Люба порывисто обернулась. В ее глазах не было ни испуга, ни колебаний. Губы приоткрылись, словно она хотела крикнуть или застонать. Такой красивой Яков Любы еще не видел. Руки девушки только на мгновение опустились вдоль тела — и крепко обвили его шею.
— К тебе… — шепнула она, — в твою комнату…
Немножко испуганные, но счастливые от нового пережитого чувства, сидели они рядом, избегая глядеть друг на друга и не размыкая, однако, переплетенных крепко стиснутых пальцев. Глаза Любы стали совсем большие и глубокие, как небо.
9
Антонина Петровна сразу приметила перемену в дочери. По вечерам, читая книгу, девушка застывала над страницей, на лице ее появлялась счастливая улыбка, которую она забывала прогнать даже тогда, когда мать обращалась к ней с вопросом.
Впрочем, о сердечных делах Антонина Петровна ее не раскрашивала.
Об этом достаточно красноречиво говорили глаза девушки, то мечтательные, то затуманившиеся и ничего не видящие вокруг.
Но даже большое чувство не заслонило собой другого, не менее сильного желания Любы. Антонина Петровна знала, что на следующий же день после получения похоронной дочь опять бегала в военкомат, скандалила в горкоме партии. Семнадцатилетней девушке и на этот раз отказали в приеме в школу летчиков.
Антонина Петровна с молчаливым одобрением относилась к поступкам дочери. Это был характер отца, характер ее Дмитрия, упрямый и страстный. И любви, и работе Дмитрий отдавал себя всего без раздумья, без остатка.
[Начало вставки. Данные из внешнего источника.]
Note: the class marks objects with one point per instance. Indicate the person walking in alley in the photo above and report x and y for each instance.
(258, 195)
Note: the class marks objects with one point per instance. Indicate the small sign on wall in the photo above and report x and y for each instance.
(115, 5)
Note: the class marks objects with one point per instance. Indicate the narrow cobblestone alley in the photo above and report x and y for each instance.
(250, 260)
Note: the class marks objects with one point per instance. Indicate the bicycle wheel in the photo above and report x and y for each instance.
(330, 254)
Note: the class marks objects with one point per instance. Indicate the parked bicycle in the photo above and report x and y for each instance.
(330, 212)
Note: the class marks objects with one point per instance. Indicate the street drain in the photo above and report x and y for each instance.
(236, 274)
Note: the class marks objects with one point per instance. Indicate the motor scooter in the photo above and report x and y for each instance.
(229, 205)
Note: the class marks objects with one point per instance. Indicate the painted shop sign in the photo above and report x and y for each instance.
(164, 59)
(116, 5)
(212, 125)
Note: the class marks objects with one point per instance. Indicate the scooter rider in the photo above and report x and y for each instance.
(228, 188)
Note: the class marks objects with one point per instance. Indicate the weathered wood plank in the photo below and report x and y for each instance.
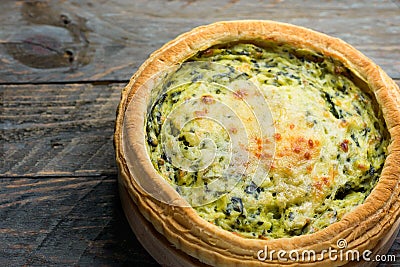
(53, 130)
(55, 41)
(66, 221)
(71, 221)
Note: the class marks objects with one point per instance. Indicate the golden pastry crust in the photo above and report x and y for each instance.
(362, 228)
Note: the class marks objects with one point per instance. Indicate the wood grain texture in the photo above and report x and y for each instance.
(53, 41)
(58, 129)
(69, 221)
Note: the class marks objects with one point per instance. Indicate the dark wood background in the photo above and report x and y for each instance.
(63, 64)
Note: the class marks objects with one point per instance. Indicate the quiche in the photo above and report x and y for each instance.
(242, 135)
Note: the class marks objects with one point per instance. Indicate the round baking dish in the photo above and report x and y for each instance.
(170, 228)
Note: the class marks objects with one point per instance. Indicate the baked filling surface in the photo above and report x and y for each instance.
(322, 160)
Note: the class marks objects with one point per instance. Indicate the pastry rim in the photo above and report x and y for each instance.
(216, 246)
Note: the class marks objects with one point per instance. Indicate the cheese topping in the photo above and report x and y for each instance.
(322, 160)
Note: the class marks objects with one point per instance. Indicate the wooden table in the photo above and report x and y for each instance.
(63, 64)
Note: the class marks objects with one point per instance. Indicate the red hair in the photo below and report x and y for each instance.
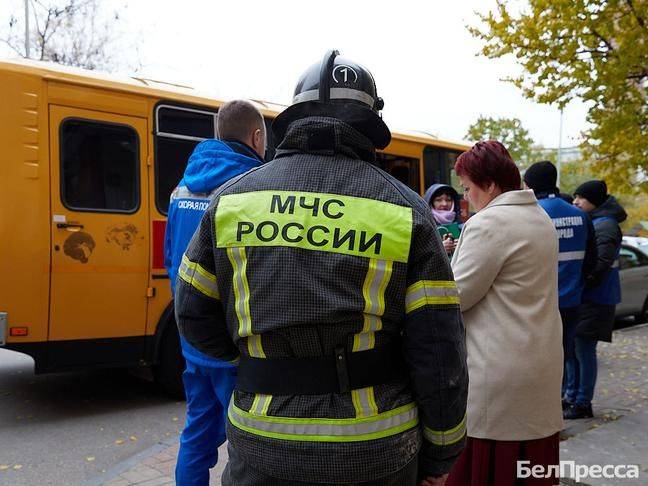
(488, 162)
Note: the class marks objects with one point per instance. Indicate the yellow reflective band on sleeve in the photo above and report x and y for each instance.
(431, 292)
(378, 276)
(314, 221)
(199, 278)
(378, 426)
(446, 437)
(238, 259)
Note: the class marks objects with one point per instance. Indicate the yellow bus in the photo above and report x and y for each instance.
(87, 164)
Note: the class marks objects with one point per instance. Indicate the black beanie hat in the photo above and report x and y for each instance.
(541, 177)
(594, 191)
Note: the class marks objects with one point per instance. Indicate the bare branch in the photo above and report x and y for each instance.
(14, 48)
(602, 39)
(640, 20)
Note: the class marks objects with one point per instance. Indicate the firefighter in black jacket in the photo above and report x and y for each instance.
(326, 277)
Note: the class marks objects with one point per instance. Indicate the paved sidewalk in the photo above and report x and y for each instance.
(618, 434)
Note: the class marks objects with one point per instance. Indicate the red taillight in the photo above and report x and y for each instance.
(159, 228)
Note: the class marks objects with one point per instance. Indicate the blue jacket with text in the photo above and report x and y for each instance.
(577, 247)
(212, 163)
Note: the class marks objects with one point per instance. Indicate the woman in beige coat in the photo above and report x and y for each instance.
(505, 266)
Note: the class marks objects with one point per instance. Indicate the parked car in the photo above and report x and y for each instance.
(640, 242)
(633, 270)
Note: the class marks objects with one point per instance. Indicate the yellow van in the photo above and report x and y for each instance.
(87, 164)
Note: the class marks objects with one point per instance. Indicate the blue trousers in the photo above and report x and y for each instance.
(581, 371)
(208, 393)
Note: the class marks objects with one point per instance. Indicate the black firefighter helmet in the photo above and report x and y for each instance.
(339, 88)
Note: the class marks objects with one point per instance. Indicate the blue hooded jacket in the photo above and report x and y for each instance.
(212, 163)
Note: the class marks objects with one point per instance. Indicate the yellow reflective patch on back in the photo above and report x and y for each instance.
(314, 221)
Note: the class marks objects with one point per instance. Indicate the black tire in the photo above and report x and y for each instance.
(170, 362)
(643, 315)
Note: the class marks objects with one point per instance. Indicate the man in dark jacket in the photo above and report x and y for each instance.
(208, 382)
(335, 291)
(576, 257)
(602, 294)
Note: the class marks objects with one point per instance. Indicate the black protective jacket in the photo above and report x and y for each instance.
(320, 249)
(608, 238)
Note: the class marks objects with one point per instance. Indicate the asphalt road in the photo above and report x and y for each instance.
(65, 429)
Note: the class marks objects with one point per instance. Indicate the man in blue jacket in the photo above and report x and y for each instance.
(576, 261)
(602, 292)
(208, 381)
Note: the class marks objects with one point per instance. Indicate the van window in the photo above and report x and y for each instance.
(99, 166)
(178, 130)
(405, 169)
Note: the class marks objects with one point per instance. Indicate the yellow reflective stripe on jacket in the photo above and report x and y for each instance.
(431, 292)
(373, 291)
(315, 221)
(199, 278)
(323, 429)
(260, 404)
(446, 437)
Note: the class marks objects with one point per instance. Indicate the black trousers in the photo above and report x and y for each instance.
(238, 473)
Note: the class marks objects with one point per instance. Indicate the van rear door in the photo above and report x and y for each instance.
(100, 234)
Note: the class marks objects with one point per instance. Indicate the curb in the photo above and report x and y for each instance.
(131, 462)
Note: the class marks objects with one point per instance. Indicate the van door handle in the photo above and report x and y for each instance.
(69, 225)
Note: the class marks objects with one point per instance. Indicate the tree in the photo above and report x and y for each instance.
(511, 133)
(72, 32)
(595, 50)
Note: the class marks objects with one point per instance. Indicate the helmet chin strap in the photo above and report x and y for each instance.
(325, 75)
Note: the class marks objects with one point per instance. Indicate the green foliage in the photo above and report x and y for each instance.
(573, 174)
(510, 132)
(595, 50)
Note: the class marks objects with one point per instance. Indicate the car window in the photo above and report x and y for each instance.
(99, 164)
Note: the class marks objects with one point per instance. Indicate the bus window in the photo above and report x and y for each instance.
(438, 163)
(99, 166)
(177, 131)
(405, 169)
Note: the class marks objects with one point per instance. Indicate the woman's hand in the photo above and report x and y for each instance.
(449, 244)
(431, 481)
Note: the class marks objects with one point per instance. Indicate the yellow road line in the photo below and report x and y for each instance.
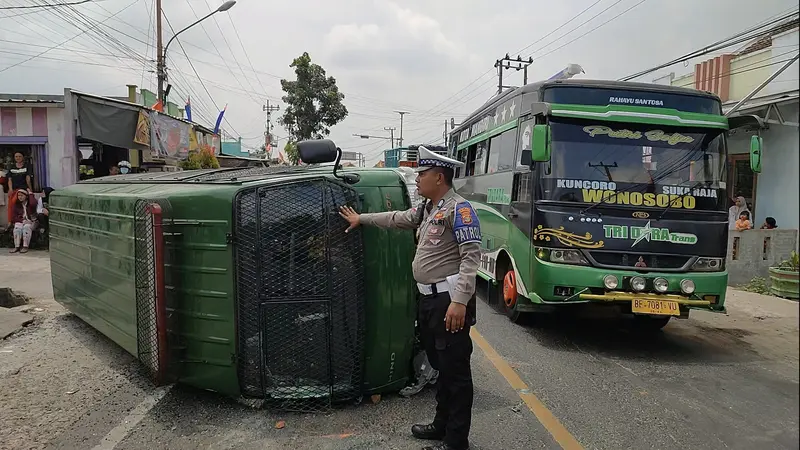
(553, 426)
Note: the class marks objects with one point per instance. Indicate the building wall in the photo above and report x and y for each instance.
(39, 121)
(778, 185)
(748, 72)
(751, 253)
(784, 46)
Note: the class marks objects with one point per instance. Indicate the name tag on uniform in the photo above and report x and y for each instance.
(435, 229)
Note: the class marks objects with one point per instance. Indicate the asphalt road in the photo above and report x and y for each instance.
(710, 382)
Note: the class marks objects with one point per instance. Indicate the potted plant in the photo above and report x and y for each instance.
(784, 276)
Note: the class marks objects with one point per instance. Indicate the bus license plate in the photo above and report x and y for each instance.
(658, 307)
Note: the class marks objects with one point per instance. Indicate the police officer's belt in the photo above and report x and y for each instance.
(433, 289)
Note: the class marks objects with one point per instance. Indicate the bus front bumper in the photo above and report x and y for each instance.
(585, 285)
Секретарь горкома партии, которому Люба вместе с заявлением положила на стол извещение о гибели отца, сказал:
— Похоже, что и в самом деле суждено тебе стать летчиком, девушка. Что ж, давай так решим: поступай будущим летом в аэроклуб. Кончишь его — приложу все усилия, чтобы помочь тебе попасть в школу летчиков. Договорились?
Вместо ответа Люба схватила руку секретаря обеими руками и прижала к груди.
— Ой… большущее вам спасибо, — сказала она. — Я верю вам.
В августе ей исполнилось восемнадцать лет. Никаких препятствий для поступления в аэроклуб быть уже не могло.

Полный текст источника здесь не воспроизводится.